I did hear and very much appreciate her (and your) point. I do not want any knit-picking of my own to subtract from it. Thanks for the reminder!

What is the difference between “dropping because of mass” and “trajectory bent by gravity” (i.e., the distortion of spacetime)?

@fmiddel

I was referring to Drop Day. She said that her project was to “drop” light down the stairwell and maybe she should have “dropped” it with a beam parallel to the earth. I would expect that a beam of light parallel to the earth’s surface would be bent by gravity around the surface of the earth, but would not descend to the surface, because it has no mass, while a particle with mass would eventually strike the earth or drop, because it has mass.

I understand that this is all theoretical, but the ideas behind this project is to get people thinking outside the box, so why not follow it through to its logical conclusion so we learn something.

What a great way to start the morning!
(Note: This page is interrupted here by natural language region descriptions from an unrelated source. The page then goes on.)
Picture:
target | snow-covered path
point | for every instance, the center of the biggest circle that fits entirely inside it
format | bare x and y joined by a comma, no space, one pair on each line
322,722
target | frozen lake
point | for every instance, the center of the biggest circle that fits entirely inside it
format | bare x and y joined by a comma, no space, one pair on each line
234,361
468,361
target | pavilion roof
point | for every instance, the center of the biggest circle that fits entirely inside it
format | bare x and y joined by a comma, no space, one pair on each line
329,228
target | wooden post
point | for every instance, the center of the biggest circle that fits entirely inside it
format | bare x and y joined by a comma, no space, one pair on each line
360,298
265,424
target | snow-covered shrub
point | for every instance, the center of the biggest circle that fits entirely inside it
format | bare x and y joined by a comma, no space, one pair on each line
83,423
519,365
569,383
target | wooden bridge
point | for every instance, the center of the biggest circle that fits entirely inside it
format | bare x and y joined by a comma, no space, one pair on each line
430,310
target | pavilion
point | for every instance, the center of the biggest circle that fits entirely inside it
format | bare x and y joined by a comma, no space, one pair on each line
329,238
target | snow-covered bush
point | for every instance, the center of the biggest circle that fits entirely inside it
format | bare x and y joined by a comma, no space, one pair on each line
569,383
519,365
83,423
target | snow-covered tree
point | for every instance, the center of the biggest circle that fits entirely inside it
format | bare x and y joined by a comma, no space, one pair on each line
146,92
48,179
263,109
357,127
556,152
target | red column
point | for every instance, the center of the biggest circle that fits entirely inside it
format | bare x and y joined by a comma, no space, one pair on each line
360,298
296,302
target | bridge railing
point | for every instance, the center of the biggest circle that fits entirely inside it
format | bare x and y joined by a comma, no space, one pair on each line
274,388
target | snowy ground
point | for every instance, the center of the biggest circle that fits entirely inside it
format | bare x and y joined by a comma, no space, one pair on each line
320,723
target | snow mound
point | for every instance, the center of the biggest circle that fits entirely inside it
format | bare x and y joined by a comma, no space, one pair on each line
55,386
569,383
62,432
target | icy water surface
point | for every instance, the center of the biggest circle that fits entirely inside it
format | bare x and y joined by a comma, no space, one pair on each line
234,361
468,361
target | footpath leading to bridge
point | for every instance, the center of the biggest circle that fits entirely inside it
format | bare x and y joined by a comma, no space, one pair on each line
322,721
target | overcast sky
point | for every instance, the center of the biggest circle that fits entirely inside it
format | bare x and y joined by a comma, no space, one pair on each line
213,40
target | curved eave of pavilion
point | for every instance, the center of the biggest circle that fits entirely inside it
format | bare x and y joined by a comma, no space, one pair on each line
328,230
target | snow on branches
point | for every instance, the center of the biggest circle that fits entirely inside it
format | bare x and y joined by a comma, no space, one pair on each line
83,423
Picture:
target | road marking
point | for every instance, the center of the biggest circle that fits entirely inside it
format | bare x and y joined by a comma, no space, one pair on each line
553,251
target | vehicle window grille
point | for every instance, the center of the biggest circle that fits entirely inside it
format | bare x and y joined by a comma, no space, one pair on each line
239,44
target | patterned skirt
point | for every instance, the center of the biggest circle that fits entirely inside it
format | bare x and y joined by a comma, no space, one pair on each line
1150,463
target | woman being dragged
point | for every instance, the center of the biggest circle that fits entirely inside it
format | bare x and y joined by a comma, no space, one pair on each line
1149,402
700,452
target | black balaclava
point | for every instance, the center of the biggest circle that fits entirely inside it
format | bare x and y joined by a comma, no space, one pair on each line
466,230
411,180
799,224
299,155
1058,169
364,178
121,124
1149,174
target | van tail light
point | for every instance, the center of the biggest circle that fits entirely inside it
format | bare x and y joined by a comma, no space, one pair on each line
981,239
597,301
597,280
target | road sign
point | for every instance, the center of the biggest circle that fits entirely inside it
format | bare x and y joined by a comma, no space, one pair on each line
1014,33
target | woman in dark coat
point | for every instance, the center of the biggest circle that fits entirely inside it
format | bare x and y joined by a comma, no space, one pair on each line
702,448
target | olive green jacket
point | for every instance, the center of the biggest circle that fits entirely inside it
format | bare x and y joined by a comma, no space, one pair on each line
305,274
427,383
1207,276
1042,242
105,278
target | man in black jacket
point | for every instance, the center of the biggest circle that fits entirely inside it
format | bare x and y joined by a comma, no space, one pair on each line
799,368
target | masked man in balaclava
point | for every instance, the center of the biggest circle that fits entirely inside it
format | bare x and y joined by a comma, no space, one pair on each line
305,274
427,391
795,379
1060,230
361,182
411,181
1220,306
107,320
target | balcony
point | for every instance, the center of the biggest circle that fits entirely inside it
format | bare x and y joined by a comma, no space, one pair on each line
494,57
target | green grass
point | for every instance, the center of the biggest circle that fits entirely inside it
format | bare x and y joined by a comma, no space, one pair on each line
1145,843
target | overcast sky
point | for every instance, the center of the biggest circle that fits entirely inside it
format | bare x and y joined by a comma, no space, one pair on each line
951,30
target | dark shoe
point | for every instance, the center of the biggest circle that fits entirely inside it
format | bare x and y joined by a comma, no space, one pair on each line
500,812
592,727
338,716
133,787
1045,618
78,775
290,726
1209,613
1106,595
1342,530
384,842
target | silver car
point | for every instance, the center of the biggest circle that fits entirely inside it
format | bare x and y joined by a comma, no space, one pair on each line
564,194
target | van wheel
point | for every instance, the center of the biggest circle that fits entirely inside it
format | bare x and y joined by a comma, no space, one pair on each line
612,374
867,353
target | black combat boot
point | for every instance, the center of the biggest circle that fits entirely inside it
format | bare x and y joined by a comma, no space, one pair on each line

Devotions and a bit of physics! (which as Dr. Korver has demonstrated, can be part of the same activity!)

This is part of Newton’s brilliance (and then later Einstein --that it would apply to space-time, and thus even things like light). But Newton already anticipates and answers your question. There is no difference between dropping something so that it may happen to strike any object (like the earth) that incidentally gets in its way; and moving sideways as it drops – even moving so fast that maybe it never reaches the surface at all (like moons, satellites, or anything in orbit). It’s the same gravity that “bends” all their trajectories. They are all dropping. Some just never hit because they are going sideways so fast that they never approach close enough to their center of attraction to strike it. We call that an orbit (if it isn’t going so fast that it speeds away never to return). That this same thing [gravity] both makes objects drop whether they be planets toward the sun, moons toward planets, or anything else towards … anything else!; --that was the radical brilliance of Newton (hence the moniker ‘universal gravitation’). All mass attracts all mass the same way!

Then Einstein comes along and says it is actually space-time itself being curved by the presence of any mass. So even massless things like speeding photons will follow that “bend” of space just as we would expect any flying masses of comparable velocity to do under the older Newtonian understandings. So it doesn’t matter which way she pointed the light. Those photons were indeed ‘dropping’ in the sense that they experienced the same gravitational acceleration that any mass does. They were just going so fast that said acceleration doesn’t make easily noticeable change in that huge velocity. Imagine a bullet speeding from a gun. It’s going fast enough that any small portion of its path would look pretty straight. But it is dropping just like everything else once it leaves the barrel, and as anyone would easily observe when considering its whole trajectory. And light is going literally nearly a million times faster than a typical speeding bullet!

Perhaps Dr. Korver or @Casper_Hesp can tweak or clean up anything I wrote here if it needs correction.